The DISTINCT ON
clause in YugabyteDB YSQL provides greater flexibility than the standard DISTINCT
clause by allowing us to retrieve unique rows based on specific columns.
It enables us to specify which row to retain for each unique value using an ORDER BY
clause.
Examle:
Let’s say we have a students
table that stores exam scores:
yugabyte=# CREATE TABLE students (
yugabyte(# id SERIAL PRIMARY KEY,
yugabyte(# name TEXT,
yugabyte(# subject TEXT,
yugabyte(# score INT,
yugabyte(# exam_date DATE
yugabyte(# );
CREATE TABLE
yugabyte=# INSERT INTO students (name, subject, score, exam_date) VALUES
yugabyte-# ('Jane', 'Distributed SQL Databases', 85, '2025-03-01'),
yugabyte-# ('Jane', 'Distributed SQL Databases', 90, '2025-03-15'),
yugabyte-# ('Lucy', 'Distributed SQL Databases', 88, '2025-03-10'),
yugabyte-# ('Lucy', 'Distributed SQL Databases', 92, '2025-03-20'),
yugabyte-# ('Alan', 'Distributed SQL Databases', 78, '2025-03-05');
INSERT 0 5
To get the highest score for each student in “Distributed SQL Databases”, we can run:
yugabyte=# SELECT DISTINCT ON (name) name, subject, score, exam_date
yugabyte-# FROM students
yugabyte-# WHERE subject = 'Distributed SQL Databases'
yugabyte-# ORDER BY name, score DESC;
name | subject | score | exam_date
------+---------------------------+-------+------------
Alan | Distributed SQL Databases | 78 | 2025-03-05
Jane | Distributed SQL Databases | 90 | 2025-03-15
Lucy | Distributed SQL Databases | 92 | 2025-03-20
(3 rows)
To achieve the same result using ROW_NUMBER()
, you can use a Common Table Expression (CTE) to rank students based on their highest scores and then retrieve only the top-ranked row for each student.
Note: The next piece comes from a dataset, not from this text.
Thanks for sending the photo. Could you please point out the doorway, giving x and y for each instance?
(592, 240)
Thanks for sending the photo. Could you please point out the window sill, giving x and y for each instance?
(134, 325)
yugabyte=# WITH ranked_students AS (
yugabyte(# SELECT name,
yugabyte(# subject,
yugabyte(# score,
yugabyte(# exam_date,
yugabyte(# ROW_NUMBER() OVER (PARTITION BY name ORDER BY score DESC) AS rn
yugabyte(# FROM students
yugabyte(# WHERE subject = 'Distributed SQL Databases'
yugabyte(# )
yugabyte-# SELECT name, subject, score, exam_date
yugabyte-# FROM ranked_students
yugabyte-# WHERE rn = 1;
name | subject | score | exam_date
------+---------------------------+-------+------------
Alan | Distributed SQL Databases | 78 | 2025-03-05
Jane | Distributed SQL Databases | 90 | 2025-03-15
Lucy | Distributed SQL Databases | 92 | 2025-03-20
(3 rows)
DISTINCT ON
is often a more elegant and concise way to get the top 1 result per group in YugabyteDB YSQL compared to using ROW_NUMBER()
. Have Fun!